To the extent permitted by law, your estate has available publicity rights, consumer protection statutes, and unfair competition claims for commercial misappropriation.

Have the Family Conversation Before It’s Too Late

Grief experts warn that so-called “griefbots” could alter memories, not preserve them. Discuss with your family what would honor your values and comfort them as they heal. Make it known: what is to be maintained as true history — and what should never be reenacted.

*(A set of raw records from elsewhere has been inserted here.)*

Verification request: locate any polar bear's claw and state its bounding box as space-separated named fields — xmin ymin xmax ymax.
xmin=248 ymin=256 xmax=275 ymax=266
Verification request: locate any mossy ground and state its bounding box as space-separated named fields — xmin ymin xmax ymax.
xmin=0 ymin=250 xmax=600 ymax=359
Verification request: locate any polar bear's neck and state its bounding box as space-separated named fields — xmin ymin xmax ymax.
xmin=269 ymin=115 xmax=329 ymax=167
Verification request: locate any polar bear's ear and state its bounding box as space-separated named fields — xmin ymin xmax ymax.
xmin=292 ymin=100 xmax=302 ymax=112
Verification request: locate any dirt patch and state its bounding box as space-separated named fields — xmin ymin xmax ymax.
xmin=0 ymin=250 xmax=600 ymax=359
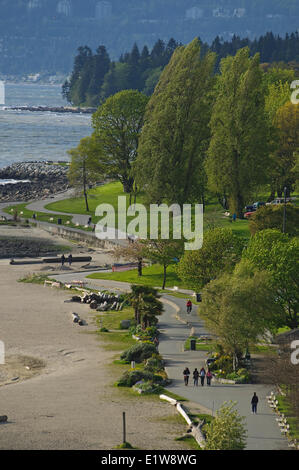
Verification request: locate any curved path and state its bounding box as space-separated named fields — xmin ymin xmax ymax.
xmin=53 ymin=273 xmax=288 ymax=450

A Quick Action List to Lock Down Your Likeness

  • Check what digital accounts and content you have, as well as any biometric data you have shared.
  • Insert specific instructions related to your will in the form of explicit AI likeness directives, and a letter of instruction.
  • Appoint and brief a digital fiduciary; legacy-enable influential platforms.
  • Delete workout history and opt out with data brokers; save requests for your estate.
  • Encode source in authentic media; publicize a no-AI-use policy for your content.
  • Encase any allowed memorial tech with stringent guardrails and a kill switch.
  • Allocate funds for monitoring and legal takedowns; document escalation paths.
  • Most of all, tell your loved ones exactly how you want to be remembered — and what should never speak in your name.
Gregory Zuckerman
ByGregory Zuckerman
Gregory Zuckerman is a veteran investigative journalist and financial writer with decades of experience covering global markets, investment strategies, and the business personalities shaping them. His writing blends deep reporting with narrative storytelling to uncover the hidden forces behind financial trends and innovations. Over the years, Gregory’s work has earned industry recognition for bringing clarity to complex financial topics, and he continues to focus on long-form journalism that explores hedge funds, private equity, and high-stakes investing.